50MW is too high (I overestimated freight train speed); I revised to 15MW on my previous post (too low).

> The locomotives are 3-4MW peak and I rarely see them use more than 3 or 4 of them on a train.

3-4 locomotives is typical for a "small" 3000 tonne train.

When you get to the 10,000 tonne monsters, you might have 8 GE Evolutions distributed, capable of 24MW sustained.

It's also worth noting this is not really enough. If rail freight was a little faster, it could be used for more things.

> 50%, which is totally doable

The US rail freight market and scale is different from Denmark. I don't think you understand how much goods travels over track which is near nothing and very long. Especially in the Western US. E.g. Los Angeles to San Antonio is just one of many major rail route. It's through 1200 miles of largely desert with nothing around. Estimates are that it would cost $5M/track mile to electrify.
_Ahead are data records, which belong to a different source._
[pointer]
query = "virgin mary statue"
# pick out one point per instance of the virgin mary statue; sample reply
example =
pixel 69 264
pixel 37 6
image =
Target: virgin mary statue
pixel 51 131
Just to note the scale difference: Banedanmark moves about 2.6 billon tonnes-km according to Wikipedia. BNSF and Union Pacific railroads-- the #1 and #2 rail freight carrier in the US-- move about 1500 billion tonnes-km.

On the other hand, it takes about 12L of diesel to pull a tonne of freight across the distance.

We'd be far better off trying to just move more freight to the existing rail network than to try and electrify it, if we're looking at things from a standpoint of reducing CO2 emissions.

>> 50%, which is totally doable

Don't misquote me, dude. Here's what I wrote:

> for 50% coverage charging speed falls to 1C, which is totally doable

I was saying that it's doable to charge batteries at a rate of 1C.

> Don't misquote me, dude. Here's what I wrote:

Sorry-- When I quote from earlier ones I lose the window and I sometimes screw up quoting.

ON THE OTHER HAND, you seemed to imply 95% electrification was plausible... so I don't think I got the spirit of your comment wrong. If 50% isn't even plausible, then it's all a bit moot, isn't it?

[Also, note that if you have 50% coverage and are charging at 1C, you're also putting 1 cycle on the battery per 2 hours].

I think you're generalizing from a small market, with much less rail in empty space, to a massive market, with lots of rail in empty space, that moves a very large chunk of goods by rail.